Bio

LIAN-MAO PENG received the B.S. degree in physical electronics from Peking University, Beijing, China, in 1982 and the Ph.D. degree in physics from Arizona State University, Tempe, AZ, USA, in 1988. From May to December 1988, he visited the University of Oslo as a visiting scientist. He spent the following six years working at the University of Oxford, first as a research assistant and then Glasstone Research Fellow at the University of Oxford. He returned to China in 1995, first as a Senior Research Scientist at the Institute of Physics, Chinese Academy of Sciences, and then joined the faculty of the Peking University and became the Yangzi Professor of Nanoscale Science and Technology in 1999, the Director of the Center for Carbon based Nanoelectronics in 2015, and the Dean of the School of Electronics in 2021. He currently serves as the Vice Chairman of the China Vacuum Society, a member of the Editorial Advisory Board for Advanced Functional Materials, and an Advisory Editor for the journal Research. He has authored or coauthored more than 400 research papers, with citation of more than 30 000. In 2000, he was elected a Fellow of the Institute of Physics in the UK, and in 2019, he was elected as an academician of the Chinese Academy of Sciences.

He is mainly engaged in research on electron microscopy and carbon-based nanoelectronics. He has served as the chief scientist for four national "973 Programs," major scientific research programs, and key R&D projects, making a series of foundational and pioneering contributions. In the field of electron microscopy, he has developed a theoretical framework that can accurately handle electron diffraction and scattering of general material systems, establishing methods for determining material structures and the necessary parameter databases. In the field of carbon-based electronics, he has developed a set of new technologies for doping-free preparation of carbon-based CMOS integrated circuits, successfully producing carbon nanotube transistors with a gate length of only 5 nanometers, achieving performance surpassing silicon-based devices by more than ten times.

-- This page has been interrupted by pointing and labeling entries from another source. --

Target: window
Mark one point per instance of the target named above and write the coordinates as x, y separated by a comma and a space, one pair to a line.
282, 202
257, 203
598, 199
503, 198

He was awarded the inaugural National Distinguished Youth Science Fund in 1994 and was selected as a special professor of the Ministry of Education's "Changjiang Scholars Program" in 1999. His related achievements have won the second prizes of the National Natural Science Award (2010 and 2016), selected as one of China's top ten scientific and technological advances in higher education (2000 and 2017), China's top ten basic science research news (2000), China's top ten scientific advances (2011), a major landmark original achievement in national science and technology innovation centers (2018), China's top ten research advances in semiconductors (2020 and 2023), and China's top ten science and technology advances news (2023). He has received honors such as the Science and Technology Progress Award from the Ho Leung Ho Lee Foundation (2018) and the National Innovation Excellence Award (2017).